Отражение подмигнуло в ответ: с опозданием и, кажется, другим глазом.
– Прёт тебя, голубчик, – обрадовал Ямщик двойника. – Ай да ты, ай да сукин сын!
Двойник согласился.
– Лови момент, второго шанса не будет.
Двойник и тут не стал возражать.
– Вдохновение? Пфе! Бери выше!
Полное вживание в материал, долгие беседы, а бывало, что и споры со вздорными персонажами, внезапный подъем ночью, когда вглядываешься в темноту, в смутные очертания мебели, и не понимаешь, где ты, у себя в спальне или в сумеречной зоне эпизода, наспех записанного поздним вечером – это случалось с Ямщиком всего пару раз в жизни.

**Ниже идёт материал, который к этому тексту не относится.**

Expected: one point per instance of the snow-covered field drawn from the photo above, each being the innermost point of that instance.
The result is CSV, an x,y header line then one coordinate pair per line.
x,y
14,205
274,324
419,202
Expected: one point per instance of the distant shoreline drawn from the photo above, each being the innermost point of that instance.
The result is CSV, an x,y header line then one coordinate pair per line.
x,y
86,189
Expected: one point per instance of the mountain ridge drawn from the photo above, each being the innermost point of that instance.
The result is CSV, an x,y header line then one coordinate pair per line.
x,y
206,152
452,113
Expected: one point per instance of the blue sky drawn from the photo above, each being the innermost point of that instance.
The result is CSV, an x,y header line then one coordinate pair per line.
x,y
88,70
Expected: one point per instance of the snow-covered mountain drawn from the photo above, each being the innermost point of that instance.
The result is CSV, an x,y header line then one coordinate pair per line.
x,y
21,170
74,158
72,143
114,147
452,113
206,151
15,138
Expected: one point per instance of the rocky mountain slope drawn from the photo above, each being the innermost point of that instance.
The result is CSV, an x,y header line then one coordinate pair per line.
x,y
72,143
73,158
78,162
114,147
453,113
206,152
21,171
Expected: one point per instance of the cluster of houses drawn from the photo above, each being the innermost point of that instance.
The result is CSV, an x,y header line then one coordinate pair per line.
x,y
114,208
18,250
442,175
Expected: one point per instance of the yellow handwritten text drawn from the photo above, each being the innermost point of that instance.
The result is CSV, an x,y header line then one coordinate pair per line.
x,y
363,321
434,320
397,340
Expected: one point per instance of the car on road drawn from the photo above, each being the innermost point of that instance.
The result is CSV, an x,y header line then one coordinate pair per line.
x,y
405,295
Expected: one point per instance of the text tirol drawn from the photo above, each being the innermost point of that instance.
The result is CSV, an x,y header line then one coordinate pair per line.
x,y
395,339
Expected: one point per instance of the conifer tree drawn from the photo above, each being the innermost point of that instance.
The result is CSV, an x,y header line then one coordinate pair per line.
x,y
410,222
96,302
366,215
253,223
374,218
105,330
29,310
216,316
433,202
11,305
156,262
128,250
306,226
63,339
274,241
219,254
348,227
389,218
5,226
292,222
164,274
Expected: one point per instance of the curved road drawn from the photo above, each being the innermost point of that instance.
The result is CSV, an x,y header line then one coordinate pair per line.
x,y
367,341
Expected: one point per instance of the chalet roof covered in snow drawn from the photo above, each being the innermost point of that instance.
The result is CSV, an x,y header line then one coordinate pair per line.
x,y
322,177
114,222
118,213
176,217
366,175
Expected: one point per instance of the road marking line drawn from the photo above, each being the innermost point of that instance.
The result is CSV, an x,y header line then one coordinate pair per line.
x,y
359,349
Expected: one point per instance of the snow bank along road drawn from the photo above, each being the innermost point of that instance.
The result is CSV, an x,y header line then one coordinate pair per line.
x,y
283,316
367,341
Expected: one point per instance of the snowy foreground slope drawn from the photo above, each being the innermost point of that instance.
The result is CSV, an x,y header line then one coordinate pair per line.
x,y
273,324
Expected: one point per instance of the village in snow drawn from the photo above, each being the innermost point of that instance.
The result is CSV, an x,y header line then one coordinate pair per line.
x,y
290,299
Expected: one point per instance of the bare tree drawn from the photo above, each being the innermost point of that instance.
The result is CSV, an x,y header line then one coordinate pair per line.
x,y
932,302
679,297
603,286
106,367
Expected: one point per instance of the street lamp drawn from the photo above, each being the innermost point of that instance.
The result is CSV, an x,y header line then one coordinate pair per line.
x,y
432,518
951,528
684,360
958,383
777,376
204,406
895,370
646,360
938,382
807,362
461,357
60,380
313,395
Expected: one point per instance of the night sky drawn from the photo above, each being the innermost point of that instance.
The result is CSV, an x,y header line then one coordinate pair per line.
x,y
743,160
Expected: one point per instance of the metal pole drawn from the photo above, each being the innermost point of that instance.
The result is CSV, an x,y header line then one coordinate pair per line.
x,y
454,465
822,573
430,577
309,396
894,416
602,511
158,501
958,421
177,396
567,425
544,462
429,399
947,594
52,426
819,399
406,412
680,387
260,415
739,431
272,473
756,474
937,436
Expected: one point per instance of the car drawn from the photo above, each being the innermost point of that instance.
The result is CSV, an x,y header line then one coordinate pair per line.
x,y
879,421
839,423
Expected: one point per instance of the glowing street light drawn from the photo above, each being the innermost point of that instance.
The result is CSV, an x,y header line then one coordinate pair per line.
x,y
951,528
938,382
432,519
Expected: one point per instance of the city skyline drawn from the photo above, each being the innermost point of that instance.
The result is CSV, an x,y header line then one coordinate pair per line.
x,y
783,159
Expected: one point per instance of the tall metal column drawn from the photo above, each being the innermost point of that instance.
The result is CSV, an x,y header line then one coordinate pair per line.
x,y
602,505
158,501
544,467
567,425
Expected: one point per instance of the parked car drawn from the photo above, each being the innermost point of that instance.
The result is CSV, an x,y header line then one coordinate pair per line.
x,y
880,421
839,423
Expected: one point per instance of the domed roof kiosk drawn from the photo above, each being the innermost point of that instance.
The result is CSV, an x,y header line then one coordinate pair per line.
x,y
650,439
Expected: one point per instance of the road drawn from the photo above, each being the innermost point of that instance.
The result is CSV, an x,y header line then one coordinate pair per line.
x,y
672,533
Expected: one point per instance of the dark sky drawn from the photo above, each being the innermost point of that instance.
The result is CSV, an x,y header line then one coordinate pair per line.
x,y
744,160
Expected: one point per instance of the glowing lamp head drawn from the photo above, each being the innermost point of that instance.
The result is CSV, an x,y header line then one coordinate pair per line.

Так родились два рассказа, честная, без дураков, гордость Ямщика: «Эвольвер» и «Назову это добром».
– На третий быть беде, – отражение подмигнуло снова, без видимых причин. – В третий раз старик закинул невод…
– И сидит теперь, как дурак, без невода.
Разговор с двойником бодрил лучше допинга. Воображение, заржавевшее от долгого бездействия, с удовольствием набирало обороты. Рациональное объяснение, камеры, компьютер? Рацио психо не помеха. Герой – психопат, личность раздвоена, как язык у змеи; половинки-антагонисты ведут диалоги без начала и конца, словно в пьесах Эжена Ионеско, их речь освобождается от привычных значений и ассоциаций, делается понятной только им двоим. Боже мой, кому интересен нормальный, уравновешенный герой? Никому, и автору – в первую очередь. Норма скучна, норма блекнет рядом с шикарным буйнопомешанным Синьором Отклонением. Извращение – это прекрасно! Психи у Ямщика выходили живее всех живых. Он их любил, но странною любовью.